So that's the basics. An improved ranking system for all that works faster and is more accurate.
 

Supernatural_Serve

Professional
Any point system introduces bias. Hopefully, the bias is in favor of making tennis a better sport for everyone: the players, fans, event promoters, marketers, not simply in the interest of the players.

Your system is contrary to the principle that we want the best players playing as much tennis as possible. This bias is why Davydenko does well. He plays non-stop, and is rewarded for doing so. We don't want to encourage or reward more no-show behavior.
 

Max G.

Legend
-For each player, for their best 13 events over the previous 52 weeks, only award full ranking pts for the previous two slams and last 5 best other events. For the other 6 tournaments, cut the pts in half. Thus, the rankings better reflect who is playing well now. When the yearly suprise AO finalist craps it up for the remainder of the year, their ranking starts dipping after Wimbledon instead of remaining inflated for a full year before it finally nose dives.


That would result in very skewed rankings. For example, it would result in the hard-court players ALWAYS coming in to the hard-court season (summer, USO, then AUSOpen) without the points for their hard-court results being in their rankings; thus, you'd get nonsensical rankings, with all the claycourters being ranked high during that season, with seedings that make no sense. Vice versa for the claycourt season - the claycourt specialists would come into RG with seedings too low, whereas the Roddicks and Blakes would always come in ranked even higher...

Likewise, it would result in the strange situation where, if a player plays at the exact same level all year round, his ranking goes up and down all the time because the surfaces switch around.

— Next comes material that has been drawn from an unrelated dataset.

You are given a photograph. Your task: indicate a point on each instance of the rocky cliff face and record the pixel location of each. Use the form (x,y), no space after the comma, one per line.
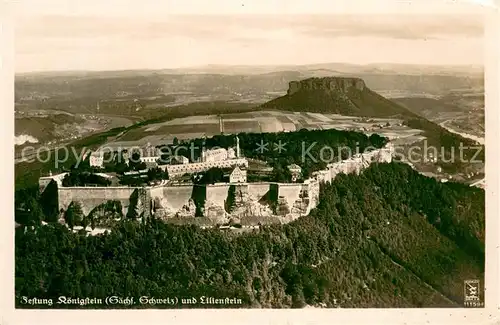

And, of course, it would result in the situation that being the defending champion at a tournament gives you no advantage in the seeding for that tournament. Oops.
 
D

Deleted member 3771

Guest
The fairest ranking system would include about the same # of clay and hard court(including masters series) tournaments in the schedule/ranking.
 

veroniquem

Bionic Poster
Any point system introduces bias. Hopefully, the bias is in favor of making tennis a better sport for everyone: the players, fans, event promoters, marketers, not simply in the interest of the players.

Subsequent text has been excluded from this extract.